Image Source: ChatGPT-4o

OpenAI Launches Codex, a Cloud-Based AI Coding Agent for Teams

OpenAI has launched a research preview of Codex, a cloud-based software engineering agent designed to take on real development tasks—including writing features, fixing bugs, answering questions about the code, running tests, and proposing pull requests. Starting today, Codex is available to ChatGPT Pro, Team, and Enterprise users, with support for Plus and Edu accounts coming soon.

Codex is powered by codex-1, a variant of OpenAI’s o3 model optimized for real-world coding. Codex-1 was trained using reinforcement learning on real-world software tasks across different environments, enabling it to generate code that reflects human coding style, follows instructions precisely, and runs tests iteratively until they pass. It runs each task in a secure, isolated cloud environment preloaded with the user’s codebase, allowing developers to assign multiple tasks in parallel and monitor their progress in real time.

What Codex Can Do

Codex is designed to function like a junior developer working on background tasks. Users can ask Codex to:

Add new features
Answer questions about their codebase
Propose or revise pull requests
Fix bugs and run test suites
Refactor or rename components
Draft documentation or clean up code

Each task is launched from the Codex sidebar in ChatGPT. Developers submit prompts via “Code” or “Ask,” and Codex executes the task inside a sandboxed environment. Codex can read and write files, run tests, execute terminal commands, and provide verifiable logs for all actions.

Task times vary from 1 to 30 minutes depending on complexity, and users can monitor progress live. Once complete, Codex commits its changes in the environment, offering logs, test outputs, and citations to support its actions.

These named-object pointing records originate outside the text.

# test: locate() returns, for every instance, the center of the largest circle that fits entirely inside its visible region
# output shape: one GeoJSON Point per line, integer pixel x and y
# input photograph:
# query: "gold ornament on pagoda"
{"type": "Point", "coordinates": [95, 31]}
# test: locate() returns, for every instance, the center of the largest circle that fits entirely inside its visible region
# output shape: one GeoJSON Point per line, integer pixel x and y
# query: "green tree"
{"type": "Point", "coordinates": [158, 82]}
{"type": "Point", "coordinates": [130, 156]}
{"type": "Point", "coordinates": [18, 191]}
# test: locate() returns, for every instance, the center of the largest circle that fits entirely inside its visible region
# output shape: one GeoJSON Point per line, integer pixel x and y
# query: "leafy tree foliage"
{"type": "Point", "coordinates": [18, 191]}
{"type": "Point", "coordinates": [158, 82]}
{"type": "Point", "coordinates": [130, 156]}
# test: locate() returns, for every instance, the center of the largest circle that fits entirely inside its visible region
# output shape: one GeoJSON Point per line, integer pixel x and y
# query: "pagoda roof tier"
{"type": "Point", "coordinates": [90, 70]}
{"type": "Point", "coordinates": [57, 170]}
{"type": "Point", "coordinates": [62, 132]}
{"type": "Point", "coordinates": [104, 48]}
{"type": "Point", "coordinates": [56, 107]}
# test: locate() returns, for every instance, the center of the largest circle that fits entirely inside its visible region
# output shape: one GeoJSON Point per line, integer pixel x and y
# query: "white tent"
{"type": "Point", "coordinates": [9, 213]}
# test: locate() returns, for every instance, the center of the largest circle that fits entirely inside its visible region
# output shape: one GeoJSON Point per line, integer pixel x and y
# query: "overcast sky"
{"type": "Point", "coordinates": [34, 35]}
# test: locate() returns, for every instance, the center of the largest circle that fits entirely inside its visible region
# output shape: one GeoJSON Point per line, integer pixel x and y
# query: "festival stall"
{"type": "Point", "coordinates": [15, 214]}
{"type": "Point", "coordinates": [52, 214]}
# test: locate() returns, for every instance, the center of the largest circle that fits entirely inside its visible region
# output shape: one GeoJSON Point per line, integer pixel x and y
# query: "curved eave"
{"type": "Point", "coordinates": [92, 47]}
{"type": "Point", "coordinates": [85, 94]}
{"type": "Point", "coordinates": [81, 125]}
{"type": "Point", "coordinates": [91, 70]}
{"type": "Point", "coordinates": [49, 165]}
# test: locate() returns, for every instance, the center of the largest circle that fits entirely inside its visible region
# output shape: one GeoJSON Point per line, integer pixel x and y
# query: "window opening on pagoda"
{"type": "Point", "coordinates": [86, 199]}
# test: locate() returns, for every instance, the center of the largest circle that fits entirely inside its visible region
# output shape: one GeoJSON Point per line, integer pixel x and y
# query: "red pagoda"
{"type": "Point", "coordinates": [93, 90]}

Users can then review the results, request revisions, open a GitHub pull request, or integrate the changes directly into their local environment.

How It Works

Codex runs in isolated cloud containers with no internet access, meaning it only interacts with the developer’s codebase and preinstalled dependencies, and cannot access external websites, APIs, or other services. Developers can configure the Codex environment to closely match their real development setup, making its behavior more consistent with how their code runs in practice.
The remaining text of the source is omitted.